Are you Polish? FSharp will tell us, probably - part 1
Forenotes from 2023
This post was originally published on my blog on March 11th, 2017 and was the 2nd big entry of my Daj Się Poznać 2017 blog post series 🖋️. Back then I was primarily a C# developer and I had been reading a lot about this other, less known .NET language called F#. The language, and the way it forced me to relearn how I think about programming, quickly had me fascinated. It seemed like sharing my findings about F# with others would be a great way to get more proficient with it, and perhaps spread around my newly found enthusiasm :). A few years later, I can definitely say that F# had a deep influence on my career. Let's dive into it 🙂.

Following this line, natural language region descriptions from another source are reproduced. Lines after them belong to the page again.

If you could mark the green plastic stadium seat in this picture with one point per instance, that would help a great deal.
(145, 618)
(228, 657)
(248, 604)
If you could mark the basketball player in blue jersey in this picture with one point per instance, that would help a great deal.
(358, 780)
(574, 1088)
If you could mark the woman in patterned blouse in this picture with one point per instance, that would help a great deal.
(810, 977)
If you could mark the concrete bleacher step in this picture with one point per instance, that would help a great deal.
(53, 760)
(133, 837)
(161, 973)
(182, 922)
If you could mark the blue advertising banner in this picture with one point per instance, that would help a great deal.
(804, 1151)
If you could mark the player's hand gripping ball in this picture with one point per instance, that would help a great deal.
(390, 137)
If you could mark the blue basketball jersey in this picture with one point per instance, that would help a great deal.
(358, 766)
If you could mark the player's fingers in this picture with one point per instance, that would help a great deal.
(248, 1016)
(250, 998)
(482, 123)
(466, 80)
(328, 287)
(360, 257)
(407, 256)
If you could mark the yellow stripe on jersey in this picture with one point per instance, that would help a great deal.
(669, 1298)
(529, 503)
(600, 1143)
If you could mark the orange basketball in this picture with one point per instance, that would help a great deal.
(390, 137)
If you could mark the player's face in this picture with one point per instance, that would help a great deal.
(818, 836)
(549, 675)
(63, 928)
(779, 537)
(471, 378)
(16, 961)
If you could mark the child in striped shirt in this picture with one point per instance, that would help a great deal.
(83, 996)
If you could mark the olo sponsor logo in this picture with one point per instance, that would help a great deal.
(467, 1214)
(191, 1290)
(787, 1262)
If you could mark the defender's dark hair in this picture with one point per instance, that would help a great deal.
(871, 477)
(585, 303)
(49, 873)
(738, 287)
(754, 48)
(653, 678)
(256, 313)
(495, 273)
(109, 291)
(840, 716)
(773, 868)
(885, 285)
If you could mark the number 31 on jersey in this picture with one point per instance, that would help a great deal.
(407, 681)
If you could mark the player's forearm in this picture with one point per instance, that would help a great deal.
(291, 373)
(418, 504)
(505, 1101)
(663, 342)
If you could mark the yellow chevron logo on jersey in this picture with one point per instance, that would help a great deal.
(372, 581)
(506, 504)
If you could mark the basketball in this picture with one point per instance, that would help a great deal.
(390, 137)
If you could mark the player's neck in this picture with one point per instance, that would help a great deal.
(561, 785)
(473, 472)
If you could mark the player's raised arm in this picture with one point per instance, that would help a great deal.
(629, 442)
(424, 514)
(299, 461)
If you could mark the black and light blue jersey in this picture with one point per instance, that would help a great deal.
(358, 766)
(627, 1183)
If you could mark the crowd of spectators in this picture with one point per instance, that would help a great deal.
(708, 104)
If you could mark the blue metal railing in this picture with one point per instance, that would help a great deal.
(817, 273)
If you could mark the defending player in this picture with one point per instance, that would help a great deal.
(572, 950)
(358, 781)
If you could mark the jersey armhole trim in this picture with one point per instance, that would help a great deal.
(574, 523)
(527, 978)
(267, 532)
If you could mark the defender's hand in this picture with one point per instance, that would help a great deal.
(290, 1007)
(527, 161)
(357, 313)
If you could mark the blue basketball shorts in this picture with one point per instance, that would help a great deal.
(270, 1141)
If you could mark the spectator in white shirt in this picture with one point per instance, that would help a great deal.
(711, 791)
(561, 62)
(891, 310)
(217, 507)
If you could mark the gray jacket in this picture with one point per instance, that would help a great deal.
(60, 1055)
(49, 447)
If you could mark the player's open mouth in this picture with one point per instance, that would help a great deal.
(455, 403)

Are you Polish? F# will tell us, probably - part 1
In my previous post I created a small Hello, World! web application using WebSharper. As F# is predominant in WebSharper, I figured I'd write a few posts about the language itself. I didn't want to write yet another F# tutorial focused on theory (there are plenty of those out in the Wild), so I came up with a simple use case I could use as material for those posts. How about we wrote a small script that would tell the probability a given surname is Polish?
This would serve as:
- a smooth and practical introduction to F# for those who don't know it yet, with just a pinch of functional programming theory (nothing too complicated, I promise).

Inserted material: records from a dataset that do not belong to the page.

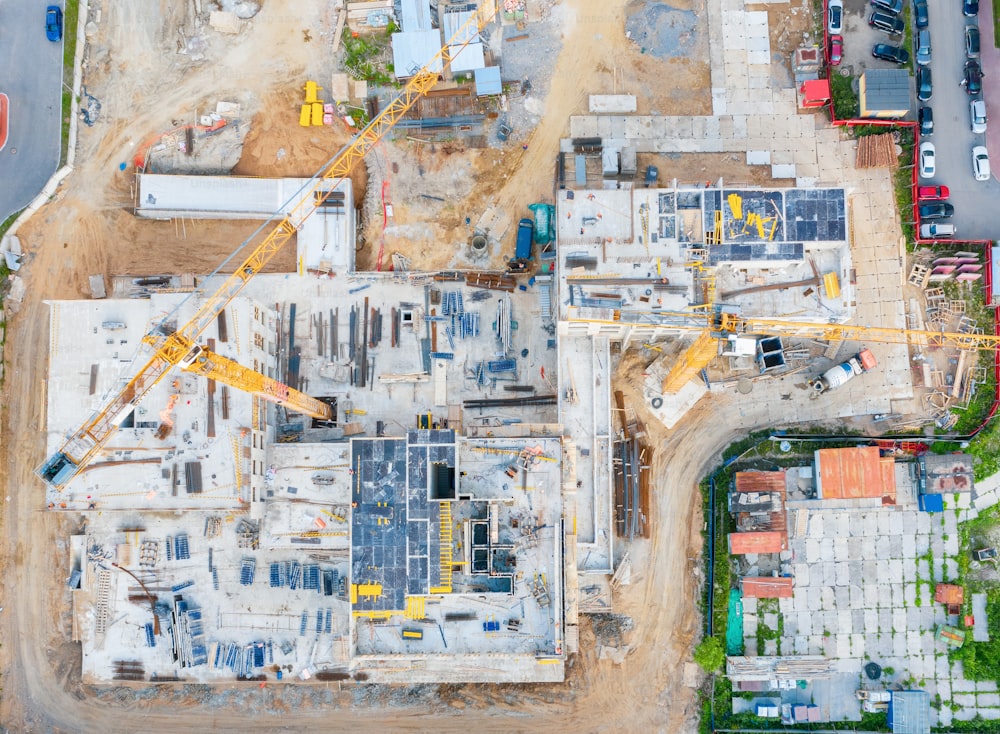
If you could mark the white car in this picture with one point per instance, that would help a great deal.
(927, 159)
(981, 163)
(835, 17)
(977, 112)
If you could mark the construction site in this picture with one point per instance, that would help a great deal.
(381, 392)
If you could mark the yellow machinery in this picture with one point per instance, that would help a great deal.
(723, 325)
(181, 349)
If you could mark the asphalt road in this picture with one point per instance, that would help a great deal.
(31, 77)
(976, 216)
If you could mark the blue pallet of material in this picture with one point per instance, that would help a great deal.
(501, 365)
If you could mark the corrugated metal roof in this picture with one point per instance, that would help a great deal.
(855, 473)
(767, 587)
(946, 473)
(768, 541)
(760, 481)
(411, 50)
(488, 81)
(415, 15)
(456, 17)
(886, 89)
(910, 712)
(949, 594)
(467, 59)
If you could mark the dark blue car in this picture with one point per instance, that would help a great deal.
(53, 23)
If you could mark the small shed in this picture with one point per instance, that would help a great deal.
(951, 595)
(910, 712)
(944, 473)
(767, 587)
(885, 93)
(411, 50)
(488, 81)
(758, 542)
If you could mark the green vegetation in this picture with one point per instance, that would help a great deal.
(366, 57)
(710, 654)
(845, 100)
(996, 23)
(902, 184)
(70, 15)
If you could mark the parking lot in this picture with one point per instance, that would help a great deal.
(953, 137)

- a short refresher for the others (myself included).
- a unique opportunity to learn a little more about Polish surnames!
Let's start then. First, let's describe the problem at hand and what we want to achieve. Given an arbitrary surname, we want to know if it is either:
- Definitely Polish
- Probably Polish
- Not Polish
The magical algorithm
In order to do so, I came up with a rather naive algorithm that would help us get the desired results. This algorithm is based on 3 rules:
- How many exclusive Polish letters does the surname contain? The Polish language has a set of of 9 letters based on the Latin alphabet, but combined with diacritics. Here is the complete list: ą, ć, ę, ł, ń, ó,'ś, ż, ź
- How many Polish digraphs does the surname contain? Put simply, a digraph is a pair of letters that, combined together, form a new letter with a sound on its own. The Polish language contains 7 digraphs: ch, cz, dz, dż, dź, rz, sz
- Does the surname end with a common Polish ending? After analysing a few dozens of popular Polish surnames, I put together a list of the most common endings: wicz, czyk, wski, wska, ński, ńska, ski, ska, cki, cka, ło, ła, ak, rz You will notice that some of them are quite similar, like wski / wska or cki / cka. The forms ending by i usually mean the bearer is a man while the ones ending by a mean the bearer is a woman. Easy!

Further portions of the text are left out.